The investigator-assessed, confirmed ORR was 19.7% (n = 26; 95% CI, 13.3-27.5), which included all partial responses (PR). The rate of patients with stable disease (SD) ≥6 months was 22.7%, leading to a clinical benefit rate (complete response + PR + SD ≥6 months) of 42.4%. The median time to response was 3.7 months and the median duration of response was 8.6 months. Thirty-four patients had progressive disease.
The most common non-laboratory, all-grade adverse events (AEs) were diarrhea (90.2%), fatigue (65.2%), nausea (64.4%), decreased appetite (45.5%), and abdominal pain (38.6%). The grade 3 rates of these events were 19.7% for diarrhea, 12.9% for fatigue, 4.5% for nausea, 3.0% for decreased appetite, and 2.3% for abdominal pain.
Leukopenia (27.4%) and neutropenia (22.3%) were the most common laboratory AEs. The only grade 4 AE of any kind in the trial was neutropenia, which occurred in 4.6% of patients.
Serious AEs occurred in 24.2% (n = 32) of patients, with AEs leading to treatment discontinuation in 7.6% (n = 10) of patients. Dose reductions were required for 49.2% of patients (n = 65). The most common reason for dose reductions were diarrhea (20.5%) and neutropenia (10.6%). There were 2 patient deaths during treatment and 1 patient death within 30 days after study discontinuation.

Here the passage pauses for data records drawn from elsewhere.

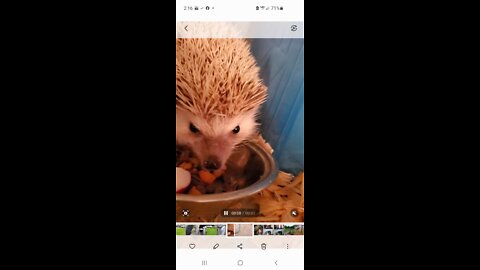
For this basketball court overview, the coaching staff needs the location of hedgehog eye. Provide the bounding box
[190,123,200,133]
[232,126,240,134]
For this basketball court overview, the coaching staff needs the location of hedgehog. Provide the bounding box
[176,38,267,171]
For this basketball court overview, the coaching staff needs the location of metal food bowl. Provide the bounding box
[177,142,278,221]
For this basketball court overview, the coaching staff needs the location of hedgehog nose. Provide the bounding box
[203,157,220,170]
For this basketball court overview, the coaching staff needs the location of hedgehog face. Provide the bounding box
[176,108,258,170]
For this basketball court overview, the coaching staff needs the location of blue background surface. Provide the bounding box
[250,39,304,174]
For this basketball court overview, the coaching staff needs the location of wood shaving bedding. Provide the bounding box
[177,135,305,222]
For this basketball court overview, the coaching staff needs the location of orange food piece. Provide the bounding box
[188,187,202,195]
[213,170,224,178]
[178,162,193,171]
[198,170,217,185]
[190,158,200,167]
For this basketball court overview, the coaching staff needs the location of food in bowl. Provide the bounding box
[176,145,248,195]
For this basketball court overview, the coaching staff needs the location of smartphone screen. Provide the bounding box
[176,0,305,270]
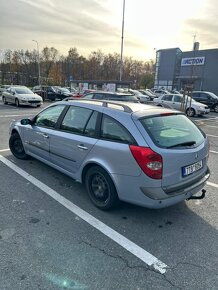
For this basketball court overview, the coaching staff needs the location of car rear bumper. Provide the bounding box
[112,168,210,209]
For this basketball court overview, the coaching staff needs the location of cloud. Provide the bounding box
[185,0,218,49]
[0,0,120,54]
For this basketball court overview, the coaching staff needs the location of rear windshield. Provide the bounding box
[140,114,205,148]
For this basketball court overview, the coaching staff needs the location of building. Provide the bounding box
[154,42,218,95]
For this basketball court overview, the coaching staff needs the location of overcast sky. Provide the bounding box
[0,0,218,60]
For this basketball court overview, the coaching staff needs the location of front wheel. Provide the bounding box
[85,166,119,210]
[186,108,195,117]
[2,97,8,105]
[214,104,218,113]
[9,133,28,160]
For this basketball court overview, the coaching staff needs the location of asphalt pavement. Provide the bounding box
[0,102,218,290]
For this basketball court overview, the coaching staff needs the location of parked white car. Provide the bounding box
[2,86,43,107]
[154,89,170,97]
[154,94,210,117]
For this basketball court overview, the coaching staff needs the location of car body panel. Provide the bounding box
[10,100,209,208]
[154,94,210,115]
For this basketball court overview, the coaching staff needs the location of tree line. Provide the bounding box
[0,47,155,88]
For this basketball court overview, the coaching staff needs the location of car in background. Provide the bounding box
[32,86,57,101]
[154,94,210,117]
[9,99,210,210]
[0,85,11,96]
[2,86,43,107]
[128,89,150,103]
[154,89,170,97]
[82,91,139,103]
[139,89,157,101]
[192,91,218,113]
[55,87,73,100]
[32,86,73,101]
[169,90,181,95]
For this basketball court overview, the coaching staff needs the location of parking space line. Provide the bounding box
[209,150,218,154]
[204,124,218,128]
[0,112,35,118]
[0,155,168,274]
[207,134,218,138]
[207,181,218,188]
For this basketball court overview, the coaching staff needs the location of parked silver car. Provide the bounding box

The median time to the onset of diarrhea was 7 days. Standard antidiarrheal regimens and dose reductions were used to manage diarrhea. The median duration of grade 2 and grade 3 diarrhea was 7.5 and 4.5 days, respectively. There were no incidents of grade 4 diarrhea and only 1 patient discontinued treatment due to diarrhea.

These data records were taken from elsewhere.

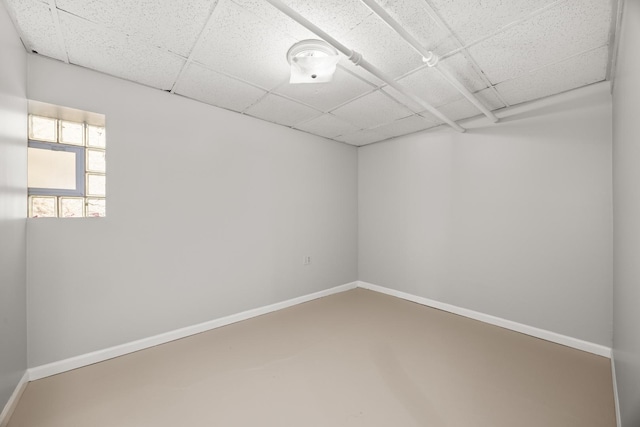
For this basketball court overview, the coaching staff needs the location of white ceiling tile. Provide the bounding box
[274,67,373,111]
[333,130,389,146]
[56,0,216,57]
[438,88,504,121]
[377,0,458,55]
[233,0,371,40]
[496,46,609,105]
[7,0,67,61]
[332,91,413,128]
[245,94,321,126]
[370,115,439,138]
[339,15,422,78]
[296,114,358,138]
[469,0,611,84]
[382,83,424,113]
[429,0,557,44]
[59,12,185,90]
[385,54,487,111]
[193,0,296,89]
[175,63,266,111]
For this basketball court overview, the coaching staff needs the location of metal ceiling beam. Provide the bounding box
[360,0,498,123]
[266,0,466,132]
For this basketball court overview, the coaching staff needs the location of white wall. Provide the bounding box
[0,2,27,412]
[27,55,357,367]
[358,83,612,346]
[613,1,640,427]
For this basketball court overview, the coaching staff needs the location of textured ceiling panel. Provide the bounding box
[334,130,389,146]
[175,63,266,111]
[56,0,215,57]
[371,115,438,138]
[385,54,487,111]
[274,68,373,111]
[339,15,422,78]
[469,0,611,84]
[296,114,358,138]
[439,88,504,120]
[6,0,67,61]
[233,0,371,40]
[3,0,616,145]
[428,0,562,44]
[377,0,458,55]
[496,47,609,105]
[192,0,295,89]
[332,91,413,129]
[60,12,185,90]
[245,95,321,126]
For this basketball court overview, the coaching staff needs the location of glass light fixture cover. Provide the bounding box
[287,40,340,83]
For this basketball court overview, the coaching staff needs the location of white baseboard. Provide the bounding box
[0,371,29,427]
[30,282,358,382]
[611,352,622,427]
[358,282,611,358]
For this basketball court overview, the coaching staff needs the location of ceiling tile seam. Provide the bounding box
[336,112,418,138]
[243,91,325,120]
[0,0,34,53]
[325,86,379,114]
[191,59,280,92]
[496,43,609,86]
[337,63,378,88]
[291,128,353,147]
[49,0,69,64]
[292,113,353,132]
[336,12,373,38]
[359,123,444,147]
[606,0,625,83]
[267,79,378,114]
[57,8,186,61]
[226,0,299,41]
[169,0,220,93]
[461,49,509,107]
[440,0,569,60]
[424,0,510,107]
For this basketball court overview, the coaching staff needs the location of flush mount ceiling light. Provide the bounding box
[287,40,340,83]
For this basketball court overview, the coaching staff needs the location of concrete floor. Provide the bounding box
[3,289,616,427]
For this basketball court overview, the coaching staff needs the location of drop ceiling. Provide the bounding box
[4,0,615,146]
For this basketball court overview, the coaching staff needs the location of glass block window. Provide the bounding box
[28,115,107,218]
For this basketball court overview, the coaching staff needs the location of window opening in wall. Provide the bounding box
[28,114,107,218]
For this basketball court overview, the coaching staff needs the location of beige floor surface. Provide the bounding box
[9,289,615,427]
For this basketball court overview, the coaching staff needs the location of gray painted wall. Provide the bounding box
[613,1,640,427]
[27,55,357,366]
[0,2,27,411]
[358,83,612,346]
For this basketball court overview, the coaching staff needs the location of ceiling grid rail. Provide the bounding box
[423,0,512,107]
[266,0,466,132]
[48,0,69,64]
[170,0,218,93]
[360,0,498,123]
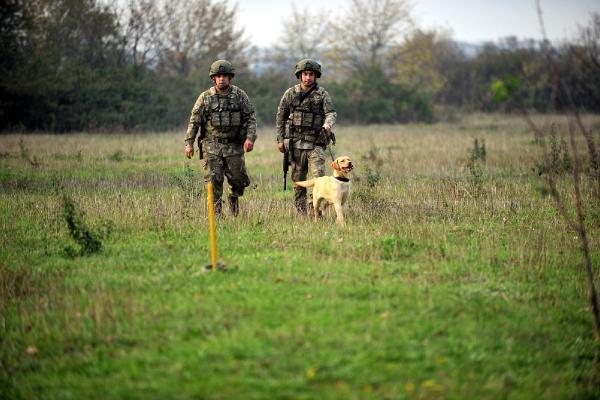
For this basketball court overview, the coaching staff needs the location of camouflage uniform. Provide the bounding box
[276,79,337,214]
[185,85,256,213]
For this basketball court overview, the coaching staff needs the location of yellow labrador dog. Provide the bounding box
[294,156,354,225]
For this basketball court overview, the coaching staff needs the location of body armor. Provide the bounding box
[285,88,325,143]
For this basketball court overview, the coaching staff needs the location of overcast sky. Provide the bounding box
[234,0,600,47]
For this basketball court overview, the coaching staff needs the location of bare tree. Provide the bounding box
[124,0,164,77]
[330,0,413,73]
[528,0,600,339]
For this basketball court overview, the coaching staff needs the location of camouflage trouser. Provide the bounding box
[204,153,250,210]
[292,146,325,214]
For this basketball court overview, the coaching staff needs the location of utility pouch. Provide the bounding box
[229,111,242,126]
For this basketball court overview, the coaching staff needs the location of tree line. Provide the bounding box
[0,0,600,132]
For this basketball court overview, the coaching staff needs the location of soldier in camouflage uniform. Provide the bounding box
[185,60,256,216]
[276,59,337,215]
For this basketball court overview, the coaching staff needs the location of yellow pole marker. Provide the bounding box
[207,182,217,272]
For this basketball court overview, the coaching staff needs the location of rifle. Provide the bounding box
[283,141,292,192]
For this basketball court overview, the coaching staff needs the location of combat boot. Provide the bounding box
[228,196,240,217]
[215,199,223,218]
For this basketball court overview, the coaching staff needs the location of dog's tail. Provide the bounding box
[294,179,316,187]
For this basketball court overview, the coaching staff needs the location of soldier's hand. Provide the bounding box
[185,144,194,158]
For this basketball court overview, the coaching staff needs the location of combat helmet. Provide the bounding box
[294,58,321,78]
[208,60,235,79]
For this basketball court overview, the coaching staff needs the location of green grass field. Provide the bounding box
[0,115,600,399]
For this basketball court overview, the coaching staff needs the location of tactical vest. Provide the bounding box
[208,93,242,143]
[286,89,325,143]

The FDA breakthrough designation was based on a phase I trial in which single-agent abemaciclib demonstrated an ORR of 33.3% in patients with heavily pretreated HR-positive breast cancer (n = 36).2
When including those with SD for ≥24 weeks, the clinical benefit rate with abemaciclib was 61.1%. The median duration of response was 13.4 months and the median PFS was 8.8 months, according to data presented at the 2014 San Antonio Breast Cancer Symposium.
In Lilly’s press release updating the status of MONARCH 2, the company reported that it will “await further data and continue to work with the FDA to inform its submission plan for single-agent abemaciclib, based on the MONARCH 1 study.”
- Dickler MN, Tolaney SM, Rugo HS, et al. MONARCH1: Results from a phase II study of abemaciclib, a CDK4 and CDK6 inhibitor, as monotherapy, in patients with HR+/HER2- breast cancer, after chemotherapy for advanced disease. J Clin Oncol 34, 2016 (suppl; abstr 510).
- Tolaney SM, Rosen LS, Beeram M, et al. Clinical activity of abemaciclib, an oral cell cycle inhibitor, in metastatic breast cancer. Presented at: San Antonio Breast Cancer Symposium; December 9-13, 2014; San Antonio, TX. Abstract P5-19-13.